Nearness and farness are the products not of distance (though that is in all sorts of ways built into relationships), but of performing actor-networks (Latham, 2002). Therefore, actor-network theorists refrain from any shift in scale, between say the global and the local; rather, we should simply follow the networks wherever they may lead: ‘the role of the analyst is to follow the actor-networks as they stretch through space and time, localizing and globalizing along the way’

(Murdoch, 1997: 224).

This topological view has important consequences for conceptualizing tourism objects as well as regions. To start with the latter, Graham (1997: 182), for example, demonstrates how technical networks like the TGV (the French system of high-speed trains), auto routes or air corridors support distant linkages, while always remaining local and always being embedded in space and place (see also Latour, 1993: 117). They may actually provide ‘tunnel effects’ that bring certain spaces and places closer together, while pushing physically adjacent areas further away. In other words, a topological view shows, inter alia, that networks constitute regions. Manuel Antonio/

Quepos is a tourism region as an effect of being linked (by infrastructure, communication networks, organizations and people) to other people and things in the rest of Costa Rica as well as elsewhere. Enterprises, the national park, beaches, tourists and all the other relevant entities are performed in, by and through these relations.

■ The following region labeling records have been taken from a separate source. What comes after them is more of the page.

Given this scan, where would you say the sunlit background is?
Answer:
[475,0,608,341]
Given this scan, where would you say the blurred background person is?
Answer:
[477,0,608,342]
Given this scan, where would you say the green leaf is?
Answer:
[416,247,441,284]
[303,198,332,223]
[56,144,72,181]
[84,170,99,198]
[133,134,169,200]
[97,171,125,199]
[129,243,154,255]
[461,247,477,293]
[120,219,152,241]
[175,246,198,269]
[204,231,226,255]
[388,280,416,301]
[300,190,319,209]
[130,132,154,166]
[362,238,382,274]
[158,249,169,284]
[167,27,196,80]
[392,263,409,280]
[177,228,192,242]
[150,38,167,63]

Objects, however, can also be imagined as networks. Cars, caravans, planes, hotels and restaurants are topologically multiple, inhabiting both Euclidean and network spaces12. They hold their shape, function and meaning if these are ‘sustained within a stable network of relations with other entities’ (Law, 2002: 95).

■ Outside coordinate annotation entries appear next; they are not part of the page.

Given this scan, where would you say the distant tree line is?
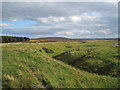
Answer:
[0,36,30,43]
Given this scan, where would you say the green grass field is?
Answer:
[2,40,119,88]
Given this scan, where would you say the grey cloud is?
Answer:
[2,2,118,37]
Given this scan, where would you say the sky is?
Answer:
[0,2,118,38]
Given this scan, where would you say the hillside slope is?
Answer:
[2,43,118,88]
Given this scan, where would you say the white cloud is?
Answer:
[48,16,65,22]
[9,19,17,22]
[54,31,74,35]
[79,30,91,34]
[96,29,110,34]
[0,23,14,27]
[69,16,81,23]
[36,18,48,23]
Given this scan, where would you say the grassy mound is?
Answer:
[53,42,120,77]
[2,42,118,88]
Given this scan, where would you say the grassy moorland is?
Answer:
[2,40,119,88]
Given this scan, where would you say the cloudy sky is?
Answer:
[0,2,118,38]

Let us take the example of a plane. A plane itself is a network (with an engine, wings, fuselage, trolleys, passengers, pilots and crew). However, the air corridor it is flying through, the air traffic control it is communicating with, the computerized navigation and the like can also be treated as a network. And on a larger scale the air transport system as a whole, that is, with its airports, airlines, passengers and international aviation organizations, can also be thought of in the same terms (see Law, 2002: 93). Therefore, planes are, as Latour argues, examples of immutable mobiles (see also Law, 1994 and 1999; Law and Mol, 2000). Planes are mobile, because there is movement from, let us say, Amsterdam to San José. And planes are immutable because they are objects that hold their shape as a network. Planes are invariant and materially heterogeneous networks, immutable because the different components hold another in place, at least in theory.

But it also, and at the same time, implies a form of spatiality, a network space that renders possible the immutable mobility of an object, such as a plane travelling from Amsterdam to San José (Law and Mol, 2000). Here, then, as Law (2002: 93) explains, the network-ness of the immutable mobile works in two ways, at two levels of scale.